Binary Clock, Update 3

Binary Clock

I've made some progress on my binary clock project

Here's a video of it in its new case:

I've been tweaking the clock controller code and experimenting with different setups to see how the code reacts.

First Test

For this test, I just let it run:

Run 6 - runaway clock

This test ran for almost 6 days. Unfortunatly, it hit a bug that caused the clock to jump by 2^32 milliseconds multiple times. The accidently adding 2^32 ms to the clock bug is fixed now. The offset isn't way off because it is stored as milliseconds in a 32 bit signed integer. This is a second bug which is hit if the original clock setting is off by months. I'm just going to work around the second bug by rebooting the esp8266 for now.

Second Test

Next, I lowered the proportional constant in the PID controller, to see if it would result in better time.

Run 7 - clock instability

This lead to more instability. You can see the I term is now the one pushing the clock out of balance, and the P term's delayed reaction is adding to the problem:

Run 7 - P, I, D values

Third Test

I reset the PID constants back to their original values and let it run again:

Run 8 - packetloss

Between May 3, 23:12 and May 4, 03:45 my esp8266 was unable to reach its NTP server. This left the clock drifting at the previous rate.

The sample before the packet loss left the P term set to 18 ppm slow:

Run 8 - P, I, D values

When the source came back 16,399,248 milliseconds later, the clock was 316ms slow. This is an error of 20.366ppm slow. If the clock had fallen back to just the D term on packetloss, it would have only been ~2ppm slow (around 32ms). This is because the P and I terms are unknown values while the D term is very stable (see below).
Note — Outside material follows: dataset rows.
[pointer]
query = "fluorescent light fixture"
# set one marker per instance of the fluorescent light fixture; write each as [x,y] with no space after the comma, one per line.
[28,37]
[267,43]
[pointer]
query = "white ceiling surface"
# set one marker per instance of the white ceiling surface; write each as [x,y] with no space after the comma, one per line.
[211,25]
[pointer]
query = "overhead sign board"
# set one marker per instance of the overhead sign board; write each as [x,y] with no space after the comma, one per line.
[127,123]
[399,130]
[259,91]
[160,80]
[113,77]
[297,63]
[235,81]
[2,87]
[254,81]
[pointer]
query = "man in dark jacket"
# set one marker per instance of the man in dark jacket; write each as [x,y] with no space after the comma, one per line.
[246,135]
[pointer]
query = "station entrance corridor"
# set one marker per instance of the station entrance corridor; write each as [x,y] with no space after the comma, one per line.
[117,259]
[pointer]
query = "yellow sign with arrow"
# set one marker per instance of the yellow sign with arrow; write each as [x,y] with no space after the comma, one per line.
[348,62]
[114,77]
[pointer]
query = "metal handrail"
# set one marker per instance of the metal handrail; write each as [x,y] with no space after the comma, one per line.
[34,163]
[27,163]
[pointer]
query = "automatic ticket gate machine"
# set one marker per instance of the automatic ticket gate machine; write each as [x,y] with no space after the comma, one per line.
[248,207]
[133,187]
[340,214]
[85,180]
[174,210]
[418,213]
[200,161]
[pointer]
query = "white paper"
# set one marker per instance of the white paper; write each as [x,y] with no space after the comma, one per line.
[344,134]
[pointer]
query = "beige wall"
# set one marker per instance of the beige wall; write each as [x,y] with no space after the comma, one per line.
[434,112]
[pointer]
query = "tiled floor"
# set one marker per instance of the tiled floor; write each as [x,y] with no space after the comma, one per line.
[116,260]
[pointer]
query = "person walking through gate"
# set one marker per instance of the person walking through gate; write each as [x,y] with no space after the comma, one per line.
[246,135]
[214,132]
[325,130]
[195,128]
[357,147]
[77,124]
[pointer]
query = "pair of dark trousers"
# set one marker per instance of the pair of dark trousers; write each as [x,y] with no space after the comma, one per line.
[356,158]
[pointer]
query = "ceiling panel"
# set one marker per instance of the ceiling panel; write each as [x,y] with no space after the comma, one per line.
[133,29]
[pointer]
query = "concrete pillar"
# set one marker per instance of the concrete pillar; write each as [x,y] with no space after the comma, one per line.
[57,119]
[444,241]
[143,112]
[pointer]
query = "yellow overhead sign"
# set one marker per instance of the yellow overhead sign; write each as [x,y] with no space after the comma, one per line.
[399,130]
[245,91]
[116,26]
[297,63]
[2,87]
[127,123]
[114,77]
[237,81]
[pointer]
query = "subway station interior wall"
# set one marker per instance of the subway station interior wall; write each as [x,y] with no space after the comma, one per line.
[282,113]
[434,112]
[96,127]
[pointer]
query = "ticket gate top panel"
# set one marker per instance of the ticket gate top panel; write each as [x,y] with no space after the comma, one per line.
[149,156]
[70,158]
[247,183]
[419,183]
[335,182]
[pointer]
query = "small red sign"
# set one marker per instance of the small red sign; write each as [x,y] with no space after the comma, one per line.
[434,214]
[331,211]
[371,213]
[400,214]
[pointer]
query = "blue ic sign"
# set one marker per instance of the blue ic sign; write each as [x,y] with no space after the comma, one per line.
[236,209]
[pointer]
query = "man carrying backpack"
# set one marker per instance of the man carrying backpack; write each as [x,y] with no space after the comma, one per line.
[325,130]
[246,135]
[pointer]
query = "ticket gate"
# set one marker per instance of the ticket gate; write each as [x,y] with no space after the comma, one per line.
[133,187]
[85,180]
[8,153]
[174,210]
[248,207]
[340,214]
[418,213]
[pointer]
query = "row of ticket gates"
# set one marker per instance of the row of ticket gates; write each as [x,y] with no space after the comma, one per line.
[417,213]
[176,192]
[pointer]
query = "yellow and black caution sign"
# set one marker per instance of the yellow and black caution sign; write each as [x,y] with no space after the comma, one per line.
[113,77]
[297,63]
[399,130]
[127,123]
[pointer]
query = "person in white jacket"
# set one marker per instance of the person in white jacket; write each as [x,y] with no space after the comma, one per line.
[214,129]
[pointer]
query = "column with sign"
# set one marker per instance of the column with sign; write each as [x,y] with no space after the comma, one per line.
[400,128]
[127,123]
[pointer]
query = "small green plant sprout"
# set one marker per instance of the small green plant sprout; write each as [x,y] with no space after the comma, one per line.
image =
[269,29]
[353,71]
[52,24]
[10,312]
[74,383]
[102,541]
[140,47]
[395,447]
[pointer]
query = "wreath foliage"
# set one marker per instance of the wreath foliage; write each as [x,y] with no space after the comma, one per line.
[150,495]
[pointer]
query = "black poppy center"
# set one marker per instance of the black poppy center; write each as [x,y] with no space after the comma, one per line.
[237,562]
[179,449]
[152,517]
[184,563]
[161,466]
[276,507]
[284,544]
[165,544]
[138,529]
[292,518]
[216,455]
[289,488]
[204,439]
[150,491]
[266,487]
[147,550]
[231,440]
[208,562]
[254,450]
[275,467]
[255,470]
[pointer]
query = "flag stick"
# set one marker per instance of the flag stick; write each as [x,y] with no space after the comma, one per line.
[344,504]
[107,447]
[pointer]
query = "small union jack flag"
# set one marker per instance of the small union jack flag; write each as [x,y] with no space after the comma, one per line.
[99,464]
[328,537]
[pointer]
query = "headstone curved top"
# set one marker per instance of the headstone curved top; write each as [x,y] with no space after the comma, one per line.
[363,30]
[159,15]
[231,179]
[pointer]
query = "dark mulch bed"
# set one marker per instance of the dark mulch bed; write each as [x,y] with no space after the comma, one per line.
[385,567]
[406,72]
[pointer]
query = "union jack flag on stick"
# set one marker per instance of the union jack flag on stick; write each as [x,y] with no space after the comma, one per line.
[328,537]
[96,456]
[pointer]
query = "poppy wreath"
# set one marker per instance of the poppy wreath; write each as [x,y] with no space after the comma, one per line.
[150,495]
I've adjusted the code to fall back to just the D value on packet loss.

Run 8 - just D values

I am happy about how quickly the clock got back into sync after the packetloss. You can see there's some P+I offsets that quickly settle out.

The end result of offsets for this run:

Run 8 - offsets

98% of the time, it was within +/-18ms.

Fourth Test

Next, I tried using a NTP server on the local network.

Comparing the round trip time to the two different NTP servers looked like this:

Run 8 and 9 - Round Trip Times

The vast majority (80%) of the 239 round trip times to my remote NTP server were between 17ms and 27ms.

With the local server, 80% of the 79 round trip times were between 2ms and 5ms. This is 2ghz wifi, so that's not completely surprising.

The local clock error rate jumped at 06-10:46.

Run 9 - Local clock status

You can see first the offset driving P at sample 32, then I slowly catching up, and last D finds the new rate while P and I settle back down.

Run 9 - P, I, D values

Comparing the local clock error to a nearby raspberry PI's MCP9808 temperature probe:

Clock vs Temperature

Maybe a rapid temperature change wasn't the source of this? Odd!

Fifth Test

The fourth test was interrupted by needing to mess with my data logging computer's storage setup. I wanted to let it run for a week and see how that did.

Run 10 - local clock

Run 10 - offset Histogram

Run 10 - D values

The local clock's offset frequently jumps between -1 ms and +2 ms. This is probably due to three factors: network jitter of ~3ms, limited clock rate control (my control steps are around 5ppm wide at 66ppm), and other measurement/rounding errors.


I've reached my original goal of a local clock within +/-10 ms. I've tested it in a few different configurations and I'm feeling pretty confident about its performance. Now to focus on more features!